A months-long USA TODAY Network investigation reveals that for years, the U.S. Department of Veterans Affairs concealed mistakes and misdeeds by staff members entrusted with caring for veterans.
Walbert Castillo Ramon Padilla, USA TODAY
WASHINGTON — The Department of Veterans Affairs failed to report 90% of potentially dangerous medical providers in recent years to a national database designed to prevent them from crossing state lines and endangering patients elsewhere, according to the Government Accountability Office.
The watchdog’s conclusions in the report to be released Monday confirm findings of a recent USA TODAY investigation that found the VA has for years concealed medical mistakes and misconduct by health care workers. In response to that story published in October, the VA vowed to overhaul its policies for reporting clinicians to authorities.
The GAO also found that VA officials didn’t report any of the problem clinicians to state medical boards that could have yanked their licenses.
The findings are based on a sampling of five VA hospitals, where only nine health care workers warranted reporting since 2014. But if those findings hold true across all of the VA’s roughly 150 hospitals, potentially hundreds of medical providers weren’t reported.
In one case examined by the GAO, a VA hospital director failed to report a clinician who went on to work at a private sector hospital, which revoked the worker’s privileges two years later, suggesting patients were endangered.

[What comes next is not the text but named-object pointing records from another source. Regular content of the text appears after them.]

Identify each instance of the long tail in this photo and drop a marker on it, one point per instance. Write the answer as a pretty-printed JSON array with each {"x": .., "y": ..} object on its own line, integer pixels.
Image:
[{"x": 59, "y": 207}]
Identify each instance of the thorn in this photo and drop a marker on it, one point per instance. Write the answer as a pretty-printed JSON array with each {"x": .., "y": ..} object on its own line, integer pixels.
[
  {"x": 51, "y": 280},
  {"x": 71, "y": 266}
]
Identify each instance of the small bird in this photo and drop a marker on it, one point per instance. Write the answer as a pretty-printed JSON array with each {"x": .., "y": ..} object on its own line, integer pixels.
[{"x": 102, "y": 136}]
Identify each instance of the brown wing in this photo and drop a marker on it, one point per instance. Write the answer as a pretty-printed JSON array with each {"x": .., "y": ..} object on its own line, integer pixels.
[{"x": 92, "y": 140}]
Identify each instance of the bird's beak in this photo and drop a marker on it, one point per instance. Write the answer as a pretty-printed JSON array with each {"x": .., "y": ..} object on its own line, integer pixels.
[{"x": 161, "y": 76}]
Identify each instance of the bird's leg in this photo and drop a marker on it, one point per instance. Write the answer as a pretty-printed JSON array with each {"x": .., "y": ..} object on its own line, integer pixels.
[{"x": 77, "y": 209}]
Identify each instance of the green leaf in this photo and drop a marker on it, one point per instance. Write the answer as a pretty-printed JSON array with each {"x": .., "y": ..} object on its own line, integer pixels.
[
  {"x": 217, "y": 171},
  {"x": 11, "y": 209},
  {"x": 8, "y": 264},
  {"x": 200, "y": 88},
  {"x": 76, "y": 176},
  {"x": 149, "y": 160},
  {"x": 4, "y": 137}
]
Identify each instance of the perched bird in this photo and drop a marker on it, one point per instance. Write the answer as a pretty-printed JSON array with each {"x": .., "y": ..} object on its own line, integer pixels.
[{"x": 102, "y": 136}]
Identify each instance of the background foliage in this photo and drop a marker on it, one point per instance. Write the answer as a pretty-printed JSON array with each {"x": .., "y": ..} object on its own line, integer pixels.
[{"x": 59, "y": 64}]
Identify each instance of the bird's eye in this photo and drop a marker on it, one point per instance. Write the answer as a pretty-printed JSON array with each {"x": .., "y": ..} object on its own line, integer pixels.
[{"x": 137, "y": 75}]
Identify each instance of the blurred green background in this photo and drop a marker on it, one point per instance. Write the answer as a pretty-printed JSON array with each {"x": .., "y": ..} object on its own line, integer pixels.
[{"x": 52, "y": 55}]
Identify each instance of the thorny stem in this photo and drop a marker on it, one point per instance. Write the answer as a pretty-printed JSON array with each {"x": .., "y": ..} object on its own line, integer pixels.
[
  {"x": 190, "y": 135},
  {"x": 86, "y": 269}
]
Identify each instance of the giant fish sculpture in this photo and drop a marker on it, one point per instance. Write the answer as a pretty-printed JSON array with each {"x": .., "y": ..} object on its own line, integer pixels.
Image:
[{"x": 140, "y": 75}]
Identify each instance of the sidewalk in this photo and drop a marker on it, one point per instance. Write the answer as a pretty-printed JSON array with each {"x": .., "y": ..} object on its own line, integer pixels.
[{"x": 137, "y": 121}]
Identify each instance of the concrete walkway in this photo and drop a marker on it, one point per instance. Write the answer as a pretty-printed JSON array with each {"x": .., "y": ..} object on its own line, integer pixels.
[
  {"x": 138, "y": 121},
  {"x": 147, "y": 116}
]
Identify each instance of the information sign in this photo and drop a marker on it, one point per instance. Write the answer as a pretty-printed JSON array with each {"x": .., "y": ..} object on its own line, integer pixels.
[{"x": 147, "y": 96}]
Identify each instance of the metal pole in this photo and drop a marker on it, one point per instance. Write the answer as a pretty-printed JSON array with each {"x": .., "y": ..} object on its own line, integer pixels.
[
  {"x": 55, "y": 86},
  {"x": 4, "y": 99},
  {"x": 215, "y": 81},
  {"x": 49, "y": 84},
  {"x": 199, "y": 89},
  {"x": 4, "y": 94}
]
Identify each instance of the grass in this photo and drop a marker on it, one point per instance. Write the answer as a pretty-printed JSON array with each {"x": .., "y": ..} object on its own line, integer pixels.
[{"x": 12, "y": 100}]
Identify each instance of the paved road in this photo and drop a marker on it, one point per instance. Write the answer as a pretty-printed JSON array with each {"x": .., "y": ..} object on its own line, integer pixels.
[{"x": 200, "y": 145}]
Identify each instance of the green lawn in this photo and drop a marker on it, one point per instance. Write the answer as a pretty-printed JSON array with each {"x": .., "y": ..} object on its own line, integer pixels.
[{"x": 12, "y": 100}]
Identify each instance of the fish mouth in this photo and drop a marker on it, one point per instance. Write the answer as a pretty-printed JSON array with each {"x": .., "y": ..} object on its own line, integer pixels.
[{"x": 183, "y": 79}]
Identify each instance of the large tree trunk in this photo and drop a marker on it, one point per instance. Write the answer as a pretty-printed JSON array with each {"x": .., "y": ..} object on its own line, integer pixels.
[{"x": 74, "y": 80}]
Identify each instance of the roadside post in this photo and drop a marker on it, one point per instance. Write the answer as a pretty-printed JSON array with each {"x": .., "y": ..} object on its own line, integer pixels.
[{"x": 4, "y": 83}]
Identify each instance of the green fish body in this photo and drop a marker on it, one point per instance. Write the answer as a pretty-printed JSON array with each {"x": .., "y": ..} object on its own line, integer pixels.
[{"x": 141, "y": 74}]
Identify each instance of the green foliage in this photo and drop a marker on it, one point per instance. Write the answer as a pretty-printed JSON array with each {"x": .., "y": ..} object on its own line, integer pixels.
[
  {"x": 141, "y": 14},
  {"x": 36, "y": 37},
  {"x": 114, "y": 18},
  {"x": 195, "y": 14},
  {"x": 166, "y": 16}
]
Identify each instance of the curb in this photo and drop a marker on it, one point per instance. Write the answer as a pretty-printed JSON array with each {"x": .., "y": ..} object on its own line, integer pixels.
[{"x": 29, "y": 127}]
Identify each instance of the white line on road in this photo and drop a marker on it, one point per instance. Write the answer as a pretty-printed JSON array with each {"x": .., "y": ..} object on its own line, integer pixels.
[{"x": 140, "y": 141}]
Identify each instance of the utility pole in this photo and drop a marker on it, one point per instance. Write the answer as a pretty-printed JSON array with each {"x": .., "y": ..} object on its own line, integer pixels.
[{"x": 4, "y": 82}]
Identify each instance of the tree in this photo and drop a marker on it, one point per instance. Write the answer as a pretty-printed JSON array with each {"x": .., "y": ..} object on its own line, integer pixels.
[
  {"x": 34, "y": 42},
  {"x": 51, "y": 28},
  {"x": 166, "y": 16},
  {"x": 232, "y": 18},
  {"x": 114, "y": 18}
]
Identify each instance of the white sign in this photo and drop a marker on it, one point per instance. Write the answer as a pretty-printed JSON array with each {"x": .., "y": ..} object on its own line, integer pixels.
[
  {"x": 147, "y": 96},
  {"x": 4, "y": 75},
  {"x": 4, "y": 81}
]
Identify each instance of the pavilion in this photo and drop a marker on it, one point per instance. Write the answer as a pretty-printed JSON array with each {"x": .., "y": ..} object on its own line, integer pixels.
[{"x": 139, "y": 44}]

In response to the GAO report, VA officials reiterated that pledge, concurred with its findings and said they planned to increase oversight of reporting by regional officials. In the past, reporting decisions have been left mainly to local hospital directors.
USA TODAY had found oversight was so lax, the VA had no idea how many medical workers had been reported or if they had been reported at all.
Rep. Phil Roe, R-Tenn., chairman of the House Veterans Affairs Committee, asked GAO to investigate and is chairing a hearing on the findings Wednesday.
Under VA policies, hospitals are supposed to report to the national database doctors and dentists who leave while under investigation for medical mistakes or when their clinical credentials are curtailed or revoked because of poor care. They are also supposed to report medical providers to state licensing authorities if they “raise reasonable concern for the safety of patients.”
But at the five unidentified hospitals examined by GAO, providers weren’t reported as required because VA “officials were generally not familiar with or misinterpreted” the policies.
“At one facility, we found that officials failed to report six providers to the (national database) because the officials were unaware that they had been delegated responsibility for…reporting,” the GAO said.
The office also found VA hospitals did not adequately document investigations of medical care that can lead to reports.
In all, a total of 148 providers required clinical reviews after concerns were raised about their care between October 2013 and March 2017. But in nearly half those cases, the hospitals could not provide documentation that the reviews occurred.
“We found that all five (hospitals) lacked at least some documentation of the reviews they told us they conducted, and in some cases, the required reviews were not conducted at all,” investigators concluded.
The GAO recommended the VA ensure reviews are documented, that they are conducted more quickly and that they are overseen by regional officials, who can ensure problem medical workers are reported. The VA said it would have those fixes in place within a year.